The man in question was born 80 years earlier, on January 8, 1735, to an Irish immigrant and an American heiress of English descent. Educated largely at a school for English Catholics in Europe, Carroll entered the Jesuits at 18, became a priest 14 years later, and remained in Europe, traveling and teaching, until he was almost 40.
The suppression of the Jesuits in 1773 finally brought Carroll back to his native Maryland, where he was soon drawn into the struggles of the fledgling movement for American independence, as well as the struggles of the fledgling Catholic Church in America.
In the years that followed, as a friend of both George Washington and Ben Franklin, Carroll worked to guarantee religious liberty for Catholics and helped secure the Constitution’s prohibition of religious tests for public office. Likewise, as the first American bishop and archbishop, he helped lay the foundation for the future of the Church in America. Credit for the first American cathedral (the Cathedral of the Assumption of the Blessed Virgin Mary in Baltimore), the first American seminary (St.
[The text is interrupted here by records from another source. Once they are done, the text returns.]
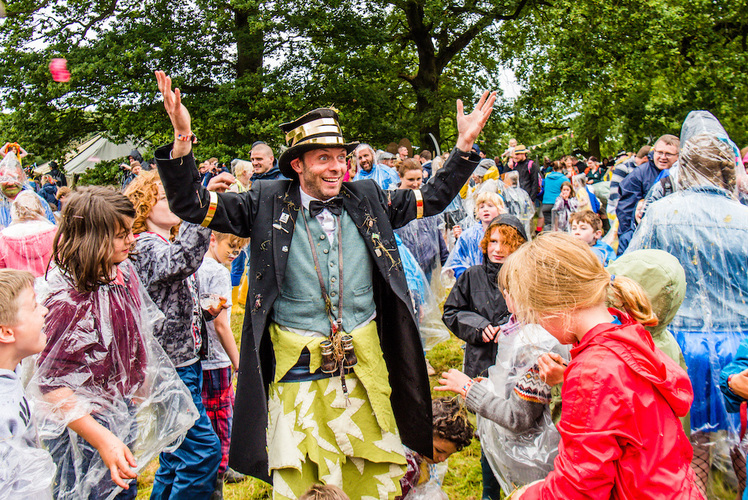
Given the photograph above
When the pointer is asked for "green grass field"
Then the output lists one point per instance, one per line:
(463, 480)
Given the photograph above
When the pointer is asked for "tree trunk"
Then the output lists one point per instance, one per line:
(249, 42)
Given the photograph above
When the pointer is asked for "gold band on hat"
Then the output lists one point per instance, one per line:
(211, 209)
(316, 127)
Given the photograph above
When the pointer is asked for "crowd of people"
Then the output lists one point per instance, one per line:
(601, 305)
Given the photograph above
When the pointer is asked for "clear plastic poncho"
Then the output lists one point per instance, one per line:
(519, 204)
(26, 473)
(27, 243)
(519, 459)
(102, 360)
(431, 328)
(704, 226)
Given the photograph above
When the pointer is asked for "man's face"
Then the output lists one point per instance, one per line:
(321, 172)
(665, 155)
(365, 159)
(412, 179)
(261, 160)
(584, 232)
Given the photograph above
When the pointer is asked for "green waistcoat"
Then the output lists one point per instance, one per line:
(300, 304)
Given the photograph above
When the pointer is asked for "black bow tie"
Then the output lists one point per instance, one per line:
(334, 205)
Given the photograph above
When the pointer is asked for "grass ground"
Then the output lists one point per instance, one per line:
(463, 479)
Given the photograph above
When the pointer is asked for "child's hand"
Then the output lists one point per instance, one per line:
(221, 182)
(118, 458)
(453, 380)
(738, 384)
(489, 333)
(552, 367)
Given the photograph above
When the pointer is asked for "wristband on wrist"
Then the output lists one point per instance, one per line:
(466, 387)
(189, 137)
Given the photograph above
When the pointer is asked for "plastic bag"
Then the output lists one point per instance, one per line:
(26, 473)
(519, 459)
(102, 360)
(430, 490)
(705, 228)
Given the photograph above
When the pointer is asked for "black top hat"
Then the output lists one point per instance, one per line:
(317, 129)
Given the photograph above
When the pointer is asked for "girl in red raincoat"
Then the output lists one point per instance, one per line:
(620, 433)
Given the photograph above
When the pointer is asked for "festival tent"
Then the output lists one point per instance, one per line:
(91, 152)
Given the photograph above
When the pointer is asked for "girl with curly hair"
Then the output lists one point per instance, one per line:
(452, 432)
(168, 267)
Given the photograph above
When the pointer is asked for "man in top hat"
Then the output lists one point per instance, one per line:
(383, 175)
(332, 378)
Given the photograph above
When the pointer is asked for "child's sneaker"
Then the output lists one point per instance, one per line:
(231, 476)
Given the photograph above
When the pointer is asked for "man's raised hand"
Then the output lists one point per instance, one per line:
(178, 114)
(470, 126)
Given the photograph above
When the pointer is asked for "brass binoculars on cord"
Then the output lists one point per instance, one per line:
(330, 360)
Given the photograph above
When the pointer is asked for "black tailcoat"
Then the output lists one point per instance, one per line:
(267, 213)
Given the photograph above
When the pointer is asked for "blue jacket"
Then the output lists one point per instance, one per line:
(271, 175)
(383, 175)
(48, 192)
(632, 189)
(552, 190)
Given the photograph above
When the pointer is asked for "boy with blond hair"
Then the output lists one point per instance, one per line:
(29, 470)
(588, 227)
(218, 392)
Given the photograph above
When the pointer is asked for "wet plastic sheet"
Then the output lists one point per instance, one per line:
(431, 328)
(102, 360)
(519, 204)
(519, 459)
(430, 490)
(704, 226)
(26, 473)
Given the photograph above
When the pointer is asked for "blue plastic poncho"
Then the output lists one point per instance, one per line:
(383, 175)
(422, 237)
(467, 251)
(704, 226)
(431, 328)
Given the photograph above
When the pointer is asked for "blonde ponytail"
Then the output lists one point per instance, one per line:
(628, 295)
(556, 274)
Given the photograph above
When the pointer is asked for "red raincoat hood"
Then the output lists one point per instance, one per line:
(635, 347)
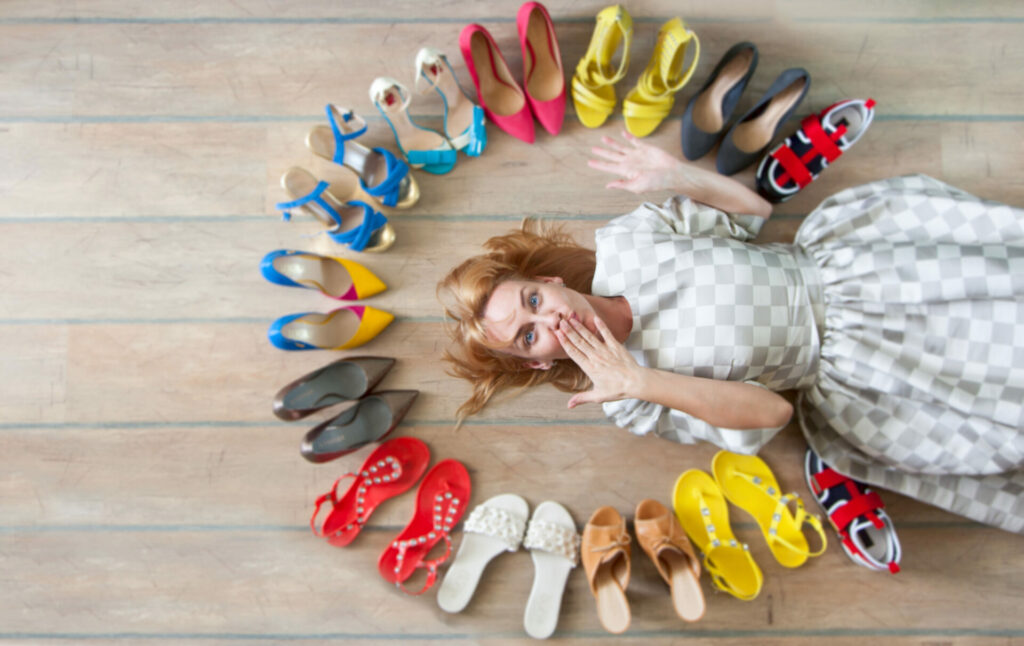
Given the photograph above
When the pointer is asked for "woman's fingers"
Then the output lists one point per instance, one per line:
(580, 336)
(607, 167)
(613, 144)
(611, 156)
(573, 351)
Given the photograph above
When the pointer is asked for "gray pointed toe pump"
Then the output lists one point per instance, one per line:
(339, 381)
(371, 420)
Mary’s in Baltimore), and the first American Catholic college (Georgetown University in Washington, D.C.) all goes to Carroll.
Known for his intellect, energy, piety, and preaching (some Protestants even attended his Masses just to hear his homilies), Carroll helped quell early waves of anti- Catholicism in the newly founded United States, while still strengthening the faith of his flock.
The spectacle of his funeral procession was thus a fitting tribute to a man whose contributions to both country and Church endure to this day.